This idea came to me last week when I was thinking about how much I love potstickers and have always wanted to make them myself but haven't yet. For those of you unfamiliar with potstickers, they are also called Gyoza and you can find them at most teriyaki places and Chinese or Japanese restaurants. They originated from China but have been adopted by Japan over time. They are basically a round, thin piece of dough with filling inside. They are sealed up, set in a pan with both oil and water, and covered. They are steamed and fried simultaneously until they get soft and crispy. They are absolutely delicious.
As I was thinking about these, I started thinking about the other kinds of fillings that could be used for potstickers and that made me think of how much I love German food. Potsticker filling is basically ground pork, chopped cabbage, vegetables, and seasoning. Cabbage and pork are pretty much the basis of German cuisine. It was a perfect thing to combine into a potsticker. And normally I hate it when people combine two words into one in a sort of cutesy way, like "stoup" or "cronuts" but when you are using Bratwurst in a recipe, and "brat" rhymes with "pot," you sort of have to go for it. It works in this case. So, I present to you:
1 pkg. gyoza wrappers(usually found in the refrigerator section near the tofu at the grocery store. You won't use the entire package. Wrap well and use or freeze. These can also be made to make ravioli.)
1/2 can sauerkraut, not drained
2 bratwurts, casings removed (This would work with traditional brats or chicken brats. Safeway makes a fantastic chicken brat. Try it sometime, you won't regret it.)
1 tsp. caraway seeds
2/3 cup beer of choice, German preferably
Combine the sauerkraut, caraway seeds, and beer in a small saucepan and bring to a simmer. Stir occasionally for about 20 minutes. Remove from heat, drain well, and place in the refrigerator to cool off so you can handle it with your hands. You don't want to cook the meat at this stage, so let the sauerkraut cool off as much as you can to room temperature.
When the sauerkraut has cooled down enough to handle, place it on a large plate. Add the bratwurst and use your hands to mix together. This will take a couple minutes to combine well.
Continue with filling, wetting, and folding the gyoza until you run out of filling. I only needed some of them for my dinner so I left the rest on the sheetpan and froze them. I packed them up and will have them available the next time I crave them!

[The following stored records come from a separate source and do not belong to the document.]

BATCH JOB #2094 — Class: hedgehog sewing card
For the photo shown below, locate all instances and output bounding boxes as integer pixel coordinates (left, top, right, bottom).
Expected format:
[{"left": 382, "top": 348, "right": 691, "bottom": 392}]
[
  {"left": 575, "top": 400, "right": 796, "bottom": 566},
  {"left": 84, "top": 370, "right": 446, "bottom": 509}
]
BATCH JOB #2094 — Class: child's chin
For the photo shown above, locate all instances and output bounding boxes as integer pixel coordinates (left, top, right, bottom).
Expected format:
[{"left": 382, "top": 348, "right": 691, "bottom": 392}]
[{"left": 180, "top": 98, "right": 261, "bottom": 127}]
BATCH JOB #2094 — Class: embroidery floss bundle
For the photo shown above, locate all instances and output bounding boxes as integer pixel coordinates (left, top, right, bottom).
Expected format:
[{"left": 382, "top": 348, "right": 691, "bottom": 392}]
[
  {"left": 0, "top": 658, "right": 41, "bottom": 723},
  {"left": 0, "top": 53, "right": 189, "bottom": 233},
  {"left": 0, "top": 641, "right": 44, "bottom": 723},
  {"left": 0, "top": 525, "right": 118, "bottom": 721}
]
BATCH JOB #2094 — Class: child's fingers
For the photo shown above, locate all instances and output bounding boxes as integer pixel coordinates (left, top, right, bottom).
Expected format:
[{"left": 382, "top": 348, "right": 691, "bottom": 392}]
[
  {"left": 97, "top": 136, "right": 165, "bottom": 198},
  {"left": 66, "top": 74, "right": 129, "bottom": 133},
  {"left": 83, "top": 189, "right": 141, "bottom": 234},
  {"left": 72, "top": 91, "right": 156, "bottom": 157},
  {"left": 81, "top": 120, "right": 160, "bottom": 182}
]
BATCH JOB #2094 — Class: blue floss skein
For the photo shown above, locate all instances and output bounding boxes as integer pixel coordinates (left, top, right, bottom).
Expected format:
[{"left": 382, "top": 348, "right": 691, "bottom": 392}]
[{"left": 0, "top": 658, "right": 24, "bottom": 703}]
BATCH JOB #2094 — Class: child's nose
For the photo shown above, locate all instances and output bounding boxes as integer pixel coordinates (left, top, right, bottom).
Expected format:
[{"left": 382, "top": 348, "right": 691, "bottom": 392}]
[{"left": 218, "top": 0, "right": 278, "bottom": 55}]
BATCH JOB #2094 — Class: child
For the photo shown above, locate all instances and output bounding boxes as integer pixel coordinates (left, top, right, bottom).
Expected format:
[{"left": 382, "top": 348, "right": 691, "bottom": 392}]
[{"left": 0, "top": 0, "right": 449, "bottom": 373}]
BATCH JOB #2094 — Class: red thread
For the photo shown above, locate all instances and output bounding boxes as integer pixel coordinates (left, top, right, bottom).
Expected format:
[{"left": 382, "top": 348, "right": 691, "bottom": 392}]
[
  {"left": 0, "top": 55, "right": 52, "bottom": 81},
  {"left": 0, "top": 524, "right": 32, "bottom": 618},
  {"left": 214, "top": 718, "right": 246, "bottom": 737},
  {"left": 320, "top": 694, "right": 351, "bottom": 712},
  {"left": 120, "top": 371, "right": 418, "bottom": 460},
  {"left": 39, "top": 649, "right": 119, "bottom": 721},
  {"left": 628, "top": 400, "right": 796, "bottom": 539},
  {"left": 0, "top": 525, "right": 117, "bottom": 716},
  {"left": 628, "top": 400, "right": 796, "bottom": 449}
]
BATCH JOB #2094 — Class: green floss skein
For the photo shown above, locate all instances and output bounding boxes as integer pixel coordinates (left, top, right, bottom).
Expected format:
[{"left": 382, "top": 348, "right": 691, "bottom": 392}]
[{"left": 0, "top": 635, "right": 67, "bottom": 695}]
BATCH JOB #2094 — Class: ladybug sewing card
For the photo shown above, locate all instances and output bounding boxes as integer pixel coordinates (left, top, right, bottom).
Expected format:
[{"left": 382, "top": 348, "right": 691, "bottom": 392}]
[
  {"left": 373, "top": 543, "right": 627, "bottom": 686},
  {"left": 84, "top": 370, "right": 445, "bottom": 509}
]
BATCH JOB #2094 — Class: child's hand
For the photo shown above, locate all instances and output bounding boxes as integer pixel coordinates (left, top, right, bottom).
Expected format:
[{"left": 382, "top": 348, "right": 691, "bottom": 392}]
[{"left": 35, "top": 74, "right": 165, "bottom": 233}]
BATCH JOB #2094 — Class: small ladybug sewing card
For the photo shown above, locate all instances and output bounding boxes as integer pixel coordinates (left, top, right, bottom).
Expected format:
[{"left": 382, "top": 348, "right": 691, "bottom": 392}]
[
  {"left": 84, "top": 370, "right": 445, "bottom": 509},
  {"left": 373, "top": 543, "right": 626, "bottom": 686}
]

To cook the Bratstickers, place about a Tablespoon of cooking oil and a half cup of water in a frying pan. Place the Bratstickers in the pan and cover with a lid or a piece of foil, which is what I did. Bring them to a simmer. Let them simmer until the water evaporates and then remove the lid and let fry in the remaining oil. If you have ever made frozen, commercially-prepared potstickers, you will notice that these will look much different. The dough is thinner and turns almost translucent and you have to be much gentler when turning them over to fry on all sides.